USD/JPY jumps to 2-week tops amid reviving USD demand
• Resurgent USD demand helps regain traction.
• Fading safe-haven demand provides an additional boost.
• Comments by St. Louis Fed President Bullard capped additional gains.
The USD/JPY pair reversed a modest dip to session low level of 112.28 and jumped to 2-week tops during the early NA session.
A fresh wave of US Dollar buying interest, backed by a modest rebound in the US Treasury bond yields, lifted the pair back into positive territory for the fourth consecutive session.
Adding to this, a goodish recovery in equity markets, with the German DAX recovering around 1% from lows, further dented the Japanese Yen's safe-haven appeal and also collaborated to the pair's sharp up-move over the past hour.
Meanwhile, some bearish comments by St. Louis Fed President James Bullard, saying that the Fed should refrain from raising short-term interest rates amid weaker inflationary pressure, now seems to have capped additional gains, at least for the time being.
Other influential FOMC members, due to speak on Friday, include Dallas Fed President Robert Steven Kaplan and Philly Fed President Patrick Harker, which along with the US ISM manufacturing PMI would now be looked upon for some fresh bullish impetus.

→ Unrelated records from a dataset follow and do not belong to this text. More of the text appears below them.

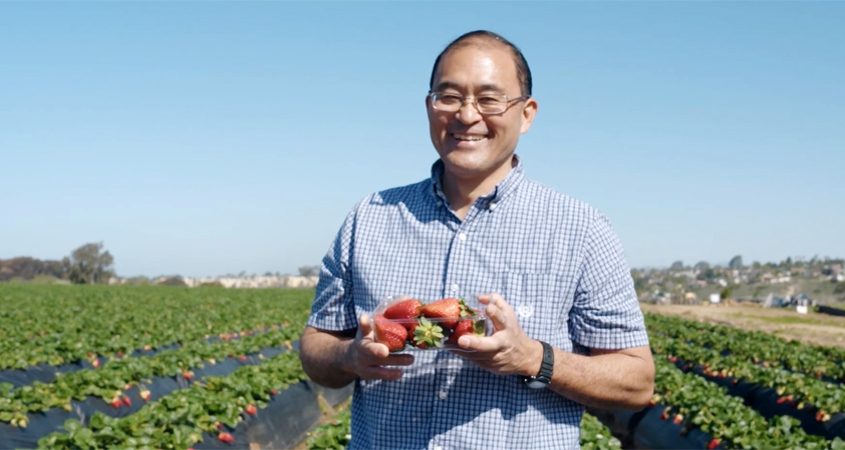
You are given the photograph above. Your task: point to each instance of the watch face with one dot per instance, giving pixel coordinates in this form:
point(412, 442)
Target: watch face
point(536, 382)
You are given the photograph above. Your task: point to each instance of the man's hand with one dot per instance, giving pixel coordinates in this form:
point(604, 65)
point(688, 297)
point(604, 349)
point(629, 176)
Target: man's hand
point(508, 350)
point(370, 360)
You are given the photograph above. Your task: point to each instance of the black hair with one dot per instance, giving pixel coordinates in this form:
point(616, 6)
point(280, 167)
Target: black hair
point(523, 73)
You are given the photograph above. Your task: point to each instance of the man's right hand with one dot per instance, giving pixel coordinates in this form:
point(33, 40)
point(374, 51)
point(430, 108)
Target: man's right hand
point(370, 360)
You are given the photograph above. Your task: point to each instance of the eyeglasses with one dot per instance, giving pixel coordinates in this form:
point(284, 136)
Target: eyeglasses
point(487, 104)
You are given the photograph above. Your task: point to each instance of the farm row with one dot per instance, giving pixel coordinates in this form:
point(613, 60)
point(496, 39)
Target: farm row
point(157, 367)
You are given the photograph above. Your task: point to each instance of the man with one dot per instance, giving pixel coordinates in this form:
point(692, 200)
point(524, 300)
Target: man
point(568, 330)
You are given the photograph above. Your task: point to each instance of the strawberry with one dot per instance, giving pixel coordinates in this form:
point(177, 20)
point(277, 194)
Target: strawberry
point(447, 310)
point(428, 334)
point(466, 326)
point(405, 311)
point(225, 437)
point(391, 334)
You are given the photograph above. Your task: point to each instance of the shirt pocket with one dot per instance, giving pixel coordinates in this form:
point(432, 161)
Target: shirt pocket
point(541, 302)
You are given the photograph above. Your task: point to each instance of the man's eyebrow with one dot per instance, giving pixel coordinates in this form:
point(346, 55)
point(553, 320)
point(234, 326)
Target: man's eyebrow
point(443, 85)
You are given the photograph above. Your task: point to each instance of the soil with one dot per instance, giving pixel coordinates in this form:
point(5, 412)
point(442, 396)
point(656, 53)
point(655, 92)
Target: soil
point(812, 328)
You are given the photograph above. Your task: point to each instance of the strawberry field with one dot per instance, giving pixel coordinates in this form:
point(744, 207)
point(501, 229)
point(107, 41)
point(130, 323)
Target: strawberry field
point(160, 367)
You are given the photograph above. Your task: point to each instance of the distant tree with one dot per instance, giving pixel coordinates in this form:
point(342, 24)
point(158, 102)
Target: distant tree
point(736, 262)
point(309, 271)
point(89, 264)
point(174, 280)
point(701, 266)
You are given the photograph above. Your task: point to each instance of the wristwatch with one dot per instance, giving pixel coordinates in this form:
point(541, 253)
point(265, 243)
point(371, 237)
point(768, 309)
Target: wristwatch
point(544, 376)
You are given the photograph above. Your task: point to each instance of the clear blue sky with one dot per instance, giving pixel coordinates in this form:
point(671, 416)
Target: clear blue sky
point(204, 138)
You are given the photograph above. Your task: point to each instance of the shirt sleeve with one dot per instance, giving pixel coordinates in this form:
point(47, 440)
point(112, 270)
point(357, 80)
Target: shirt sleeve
point(333, 308)
point(606, 313)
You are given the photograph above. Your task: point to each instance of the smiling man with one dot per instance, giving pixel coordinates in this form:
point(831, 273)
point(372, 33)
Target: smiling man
point(549, 270)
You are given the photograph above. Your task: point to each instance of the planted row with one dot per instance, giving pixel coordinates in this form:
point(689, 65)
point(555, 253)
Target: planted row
point(215, 405)
point(691, 401)
point(804, 390)
point(111, 380)
point(760, 348)
point(64, 324)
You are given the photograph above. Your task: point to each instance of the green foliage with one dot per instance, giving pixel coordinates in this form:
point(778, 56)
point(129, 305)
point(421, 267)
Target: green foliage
point(596, 436)
point(333, 435)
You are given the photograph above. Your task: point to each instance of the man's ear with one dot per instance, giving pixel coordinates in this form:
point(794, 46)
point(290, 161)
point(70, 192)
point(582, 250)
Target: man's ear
point(529, 111)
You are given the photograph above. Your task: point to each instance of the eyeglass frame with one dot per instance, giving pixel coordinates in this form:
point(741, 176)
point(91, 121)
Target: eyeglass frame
point(464, 98)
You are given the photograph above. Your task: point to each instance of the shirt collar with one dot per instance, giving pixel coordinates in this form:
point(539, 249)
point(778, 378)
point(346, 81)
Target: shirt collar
point(501, 190)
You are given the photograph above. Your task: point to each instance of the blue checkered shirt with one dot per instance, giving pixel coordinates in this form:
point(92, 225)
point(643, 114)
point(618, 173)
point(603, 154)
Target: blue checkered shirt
point(555, 259)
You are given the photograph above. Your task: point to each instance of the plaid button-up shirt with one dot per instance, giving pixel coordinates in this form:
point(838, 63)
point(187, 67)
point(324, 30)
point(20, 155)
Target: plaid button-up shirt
point(554, 259)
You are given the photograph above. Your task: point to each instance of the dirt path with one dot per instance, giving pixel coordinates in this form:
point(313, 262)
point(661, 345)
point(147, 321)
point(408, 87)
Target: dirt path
point(812, 328)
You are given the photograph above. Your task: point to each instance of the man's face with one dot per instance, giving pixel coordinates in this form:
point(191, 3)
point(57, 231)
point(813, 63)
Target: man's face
point(475, 147)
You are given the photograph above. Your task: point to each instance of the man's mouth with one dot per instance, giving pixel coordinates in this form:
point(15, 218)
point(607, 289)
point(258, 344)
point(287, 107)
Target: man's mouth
point(468, 137)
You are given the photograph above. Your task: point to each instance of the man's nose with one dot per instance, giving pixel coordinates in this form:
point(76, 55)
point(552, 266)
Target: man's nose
point(468, 113)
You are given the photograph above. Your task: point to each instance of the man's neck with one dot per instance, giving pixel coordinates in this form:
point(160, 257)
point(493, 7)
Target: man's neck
point(463, 192)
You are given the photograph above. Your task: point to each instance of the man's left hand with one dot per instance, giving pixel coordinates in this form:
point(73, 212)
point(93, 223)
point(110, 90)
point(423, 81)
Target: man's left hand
point(508, 350)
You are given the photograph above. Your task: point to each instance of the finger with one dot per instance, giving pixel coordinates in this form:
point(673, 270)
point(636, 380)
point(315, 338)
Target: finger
point(365, 326)
point(488, 344)
point(399, 360)
point(376, 351)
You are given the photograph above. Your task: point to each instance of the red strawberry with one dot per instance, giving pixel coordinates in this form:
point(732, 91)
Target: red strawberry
point(391, 334)
point(225, 437)
point(466, 326)
point(404, 310)
point(448, 310)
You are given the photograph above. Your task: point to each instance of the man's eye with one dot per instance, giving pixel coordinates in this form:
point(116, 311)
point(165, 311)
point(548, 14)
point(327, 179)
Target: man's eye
point(489, 101)
point(449, 99)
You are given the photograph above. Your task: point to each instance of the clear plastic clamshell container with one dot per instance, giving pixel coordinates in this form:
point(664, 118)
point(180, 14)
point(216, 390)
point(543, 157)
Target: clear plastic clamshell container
point(402, 323)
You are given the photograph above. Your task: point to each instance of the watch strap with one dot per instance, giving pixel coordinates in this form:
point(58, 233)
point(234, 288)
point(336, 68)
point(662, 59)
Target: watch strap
point(544, 375)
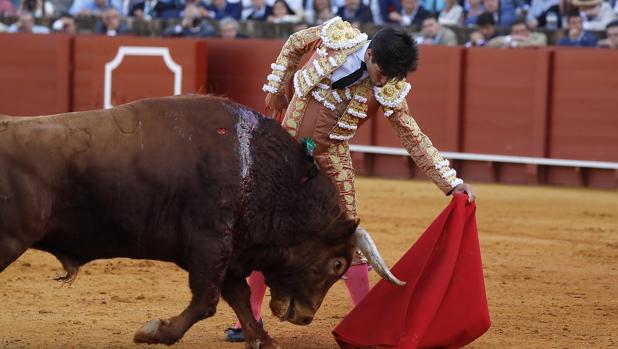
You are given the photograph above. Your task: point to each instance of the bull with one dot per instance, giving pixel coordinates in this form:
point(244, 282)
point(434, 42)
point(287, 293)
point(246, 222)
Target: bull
point(199, 181)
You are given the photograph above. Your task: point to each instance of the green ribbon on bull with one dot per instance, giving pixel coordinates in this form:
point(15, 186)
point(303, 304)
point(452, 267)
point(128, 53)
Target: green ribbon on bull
point(309, 144)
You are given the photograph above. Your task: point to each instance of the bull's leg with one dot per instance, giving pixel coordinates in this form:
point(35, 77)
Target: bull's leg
point(206, 273)
point(235, 291)
point(10, 249)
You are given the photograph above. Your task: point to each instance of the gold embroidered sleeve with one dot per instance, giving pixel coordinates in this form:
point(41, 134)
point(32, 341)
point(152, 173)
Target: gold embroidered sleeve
point(291, 54)
point(424, 154)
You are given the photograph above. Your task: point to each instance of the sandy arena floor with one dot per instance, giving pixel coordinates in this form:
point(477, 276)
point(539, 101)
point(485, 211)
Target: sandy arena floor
point(550, 257)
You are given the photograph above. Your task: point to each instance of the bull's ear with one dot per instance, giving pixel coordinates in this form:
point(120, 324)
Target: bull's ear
point(352, 224)
point(311, 166)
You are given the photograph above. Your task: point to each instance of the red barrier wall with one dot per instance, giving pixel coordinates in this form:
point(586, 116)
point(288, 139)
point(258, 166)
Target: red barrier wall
point(434, 103)
point(238, 69)
point(584, 116)
point(505, 109)
point(34, 74)
point(554, 102)
point(137, 76)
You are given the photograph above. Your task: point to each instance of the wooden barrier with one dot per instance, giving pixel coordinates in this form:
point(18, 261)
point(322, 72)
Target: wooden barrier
point(34, 74)
point(584, 115)
point(525, 104)
point(238, 69)
point(122, 69)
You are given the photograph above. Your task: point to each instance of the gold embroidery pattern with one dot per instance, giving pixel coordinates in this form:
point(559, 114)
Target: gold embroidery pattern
point(291, 54)
point(425, 155)
point(336, 163)
point(294, 115)
point(347, 124)
point(338, 34)
point(392, 95)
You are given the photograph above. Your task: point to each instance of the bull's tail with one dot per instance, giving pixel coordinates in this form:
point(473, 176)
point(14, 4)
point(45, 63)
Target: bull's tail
point(71, 267)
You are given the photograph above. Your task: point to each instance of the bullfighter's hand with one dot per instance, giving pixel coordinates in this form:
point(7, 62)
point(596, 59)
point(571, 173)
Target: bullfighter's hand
point(466, 189)
point(277, 103)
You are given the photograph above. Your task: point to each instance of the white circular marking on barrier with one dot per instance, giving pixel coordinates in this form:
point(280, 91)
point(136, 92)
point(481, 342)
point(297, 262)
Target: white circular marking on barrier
point(139, 51)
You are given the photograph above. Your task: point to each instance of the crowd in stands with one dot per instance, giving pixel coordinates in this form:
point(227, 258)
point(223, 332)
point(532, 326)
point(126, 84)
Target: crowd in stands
point(590, 23)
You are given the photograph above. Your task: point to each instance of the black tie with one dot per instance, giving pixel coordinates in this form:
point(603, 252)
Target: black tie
point(350, 79)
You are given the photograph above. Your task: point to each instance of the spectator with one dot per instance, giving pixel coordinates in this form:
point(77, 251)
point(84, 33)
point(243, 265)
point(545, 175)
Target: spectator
point(386, 7)
point(576, 35)
point(544, 14)
point(258, 11)
point(355, 12)
point(6, 8)
point(434, 34)
point(486, 30)
point(473, 9)
point(320, 12)
point(62, 7)
point(612, 36)
point(520, 37)
point(229, 29)
point(282, 13)
point(433, 6)
point(38, 8)
point(502, 16)
point(92, 7)
point(110, 23)
point(411, 14)
point(25, 24)
point(452, 14)
point(65, 25)
point(220, 9)
point(596, 14)
point(148, 9)
point(191, 25)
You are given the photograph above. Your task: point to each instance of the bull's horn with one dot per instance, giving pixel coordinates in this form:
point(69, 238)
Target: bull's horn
point(365, 243)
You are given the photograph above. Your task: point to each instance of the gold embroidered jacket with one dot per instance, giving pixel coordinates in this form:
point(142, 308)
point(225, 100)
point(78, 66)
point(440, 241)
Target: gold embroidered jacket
point(333, 42)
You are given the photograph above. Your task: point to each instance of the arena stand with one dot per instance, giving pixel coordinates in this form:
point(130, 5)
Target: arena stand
point(542, 116)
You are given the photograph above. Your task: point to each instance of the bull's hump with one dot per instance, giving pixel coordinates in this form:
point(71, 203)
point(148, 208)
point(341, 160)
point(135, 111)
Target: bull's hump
point(248, 122)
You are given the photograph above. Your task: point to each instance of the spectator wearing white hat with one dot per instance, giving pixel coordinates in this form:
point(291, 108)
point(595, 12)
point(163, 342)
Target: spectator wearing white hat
point(596, 14)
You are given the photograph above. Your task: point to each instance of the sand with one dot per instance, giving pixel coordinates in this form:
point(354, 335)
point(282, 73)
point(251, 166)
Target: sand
point(550, 257)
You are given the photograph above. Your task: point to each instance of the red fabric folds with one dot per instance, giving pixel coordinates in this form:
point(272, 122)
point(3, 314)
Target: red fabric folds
point(443, 304)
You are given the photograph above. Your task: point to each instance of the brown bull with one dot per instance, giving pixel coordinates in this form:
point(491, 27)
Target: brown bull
point(198, 181)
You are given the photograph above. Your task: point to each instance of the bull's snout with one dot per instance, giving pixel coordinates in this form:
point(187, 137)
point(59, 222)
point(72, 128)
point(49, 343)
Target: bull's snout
point(288, 310)
point(301, 320)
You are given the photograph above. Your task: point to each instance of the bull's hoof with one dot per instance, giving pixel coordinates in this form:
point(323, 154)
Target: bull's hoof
point(149, 332)
point(266, 343)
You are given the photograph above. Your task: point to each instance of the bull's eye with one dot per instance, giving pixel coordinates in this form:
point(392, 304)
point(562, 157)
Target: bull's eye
point(337, 266)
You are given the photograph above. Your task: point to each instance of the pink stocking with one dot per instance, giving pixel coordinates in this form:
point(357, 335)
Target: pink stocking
point(258, 290)
point(357, 281)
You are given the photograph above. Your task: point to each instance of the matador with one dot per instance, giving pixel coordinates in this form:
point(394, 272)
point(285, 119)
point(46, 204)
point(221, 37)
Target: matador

Valeria Bednarik, American Chief Analyst at FXStreet writes, "the 4 hours chart shows that the pair holds above its 100 SMA, but barely, while technical indicators hold near overbought readings, trying to regain the upside without momentum and below previous highs. Upcoming direction will depend as usual on yields' behavior, although a retracement in Wall Street after the last two-day rally, could undermine the potential upward on this last day of the week."